The graph shows what I call Cheatham’s intrinsic growth rate, which shows how much faster Cheatham is growing than the state as a whole. (For you FRED types, it’s TNCHEA1POP – TNPOP, with the two census-related peaks at 2000/2010 smoothed by averaging the year before and after)
Cheatham has serious problems. Cheatham’s growth rate has been slowing for decades (the red line shows the average trend). Between 1983 and 2000, the intrinsic growth rate hovered in a “trading range” centered at 1.85% (dark blue line). The two blue lines on either side show the mean +/- 2 standard deviations.
Before 2000, Cheatham was growing faster than the state. After 2000, growth suddenly decelerated, and it appears to be getting worse. The long-term state growth rate is 1.05% a year, so that last data point shows the county’s population is dangerously close to shrinking in absolute terms.

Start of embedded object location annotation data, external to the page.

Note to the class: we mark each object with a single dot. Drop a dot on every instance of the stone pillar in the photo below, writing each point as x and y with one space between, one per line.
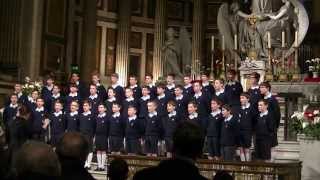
10 13
70 31
122 51
88 54
197 36
31 23
159 37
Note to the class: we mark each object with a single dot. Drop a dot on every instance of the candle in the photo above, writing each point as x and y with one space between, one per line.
269 39
283 39
296 39
223 43
235 42
212 43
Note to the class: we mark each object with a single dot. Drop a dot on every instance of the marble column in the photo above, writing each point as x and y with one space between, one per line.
197 36
88 54
70 32
159 38
123 37
31 24
10 13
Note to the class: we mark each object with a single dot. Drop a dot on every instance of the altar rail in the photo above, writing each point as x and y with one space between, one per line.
239 170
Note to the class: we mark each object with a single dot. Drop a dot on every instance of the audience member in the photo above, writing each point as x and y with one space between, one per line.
36 160
118 170
72 150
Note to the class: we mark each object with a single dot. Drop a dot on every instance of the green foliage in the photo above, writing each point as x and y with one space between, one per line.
296 126
310 130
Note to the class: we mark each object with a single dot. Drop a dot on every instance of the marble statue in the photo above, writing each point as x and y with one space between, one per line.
252 27
177 52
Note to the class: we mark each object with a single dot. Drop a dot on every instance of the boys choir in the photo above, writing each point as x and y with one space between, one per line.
138 120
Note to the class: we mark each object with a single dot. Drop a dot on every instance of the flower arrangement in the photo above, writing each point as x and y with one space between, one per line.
307 122
30 86
314 66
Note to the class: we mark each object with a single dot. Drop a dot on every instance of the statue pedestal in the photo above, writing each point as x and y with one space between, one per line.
248 67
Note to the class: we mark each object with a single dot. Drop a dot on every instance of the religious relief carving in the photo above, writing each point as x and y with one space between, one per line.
261 28
177 52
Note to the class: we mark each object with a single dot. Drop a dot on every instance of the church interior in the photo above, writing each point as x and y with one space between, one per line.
159 37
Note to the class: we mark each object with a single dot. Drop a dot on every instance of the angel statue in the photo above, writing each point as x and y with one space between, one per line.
252 27
177 52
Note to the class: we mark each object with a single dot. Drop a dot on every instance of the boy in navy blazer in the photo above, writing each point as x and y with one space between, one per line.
110 100
133 84
247 117
101 90
149 82
129 101
202 100
87 128
162 100
38 115
187 88
181 102
116 129
273 108
117 87
170 123
213 129
72 96
169 91
265 128
46 93
207 88
22 98
143 109
31 101
233 89
153 129
133 132
81 86
94 99
220 91
101 136
56 96
254 91
229 133
194 116
72 117
57 123
10 111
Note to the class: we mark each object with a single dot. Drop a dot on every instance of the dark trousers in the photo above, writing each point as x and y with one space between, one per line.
38 136
116 143
263 148
169 143
213 146
151 144
133 146
228 152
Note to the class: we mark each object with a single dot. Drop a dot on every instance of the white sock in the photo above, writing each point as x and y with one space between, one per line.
273 154
89 159
248 156
242 157
99 160
103 161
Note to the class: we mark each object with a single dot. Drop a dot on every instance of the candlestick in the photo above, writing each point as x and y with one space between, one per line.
235 42
212 43
269 39
296 39
223 43
283 39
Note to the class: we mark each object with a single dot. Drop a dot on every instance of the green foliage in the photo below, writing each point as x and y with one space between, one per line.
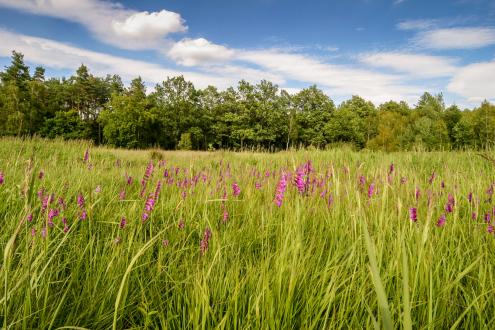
250 116
185 142
352 261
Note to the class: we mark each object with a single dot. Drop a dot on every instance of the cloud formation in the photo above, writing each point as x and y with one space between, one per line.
192 52
109 22
416 65
457 38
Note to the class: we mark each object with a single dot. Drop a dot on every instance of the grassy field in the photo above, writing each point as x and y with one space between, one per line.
215 240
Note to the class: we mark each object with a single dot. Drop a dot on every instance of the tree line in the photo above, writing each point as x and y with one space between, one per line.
176 115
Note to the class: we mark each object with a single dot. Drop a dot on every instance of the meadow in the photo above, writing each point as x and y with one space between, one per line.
99 238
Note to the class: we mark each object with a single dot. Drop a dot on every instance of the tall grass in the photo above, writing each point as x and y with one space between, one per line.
351 262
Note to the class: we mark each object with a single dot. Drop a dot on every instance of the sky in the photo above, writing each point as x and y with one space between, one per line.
379 49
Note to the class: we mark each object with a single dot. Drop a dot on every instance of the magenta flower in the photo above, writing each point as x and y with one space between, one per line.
432 178
441 221
61 203
52 214
205 241
281 187
371 190
236 190
449 208
362 180
225 216
123 222
80 200
330 200
413 214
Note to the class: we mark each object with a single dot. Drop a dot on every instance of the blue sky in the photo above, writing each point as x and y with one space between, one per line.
379 49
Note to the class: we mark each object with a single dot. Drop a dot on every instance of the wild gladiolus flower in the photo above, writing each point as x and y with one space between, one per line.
449 208
236 190
299 180
148 207
371 190
413 214
123 222
441 221
146 177
52 214
205 241
362 180
61 203
80 200
281 187
432 178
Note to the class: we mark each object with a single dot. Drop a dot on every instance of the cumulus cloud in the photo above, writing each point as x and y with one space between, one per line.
416 65
192 52
59 55
417 24
475 82
457 38
109 22
337 80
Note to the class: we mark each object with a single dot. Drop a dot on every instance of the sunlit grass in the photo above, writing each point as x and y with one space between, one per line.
345 261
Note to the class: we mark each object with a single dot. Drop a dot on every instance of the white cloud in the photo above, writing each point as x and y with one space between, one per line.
191 52
416 65
149 25
337 80
457 38
416 24
58 55
109 22
475 82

I am much less interested in pointing fingers than solving the problem before it gets worse. My own research shows the impact fee (and probably the sprinkler requirement too) are serious culprits. There are also contributing causes (AO Smith acquisition of State, lack of infrastructure in the county, and being in a long-term secular bear market since 2000), but as far as I can tease from the data, they are only accessories, not the prime suspect.
The impact fee and sprinkler requirements raised the cost of the average new housing start here, and the price difference between a new house in Cheatham and a new house in Nashville started shrinking, to the point that between 2005 -2007 it was actually cheaper to buy an equivalent new house in Nashville than here. 20- and 30-somethings decided to move there instead of here, and took their kids with them.
The spread has widened in recent years, but growth did not come back. I suspect this is due to the Great Recession making it difficult/impossible for most folks to just pick up and move somewhere, so I have hope that when things get better, growth will take back off. I hope.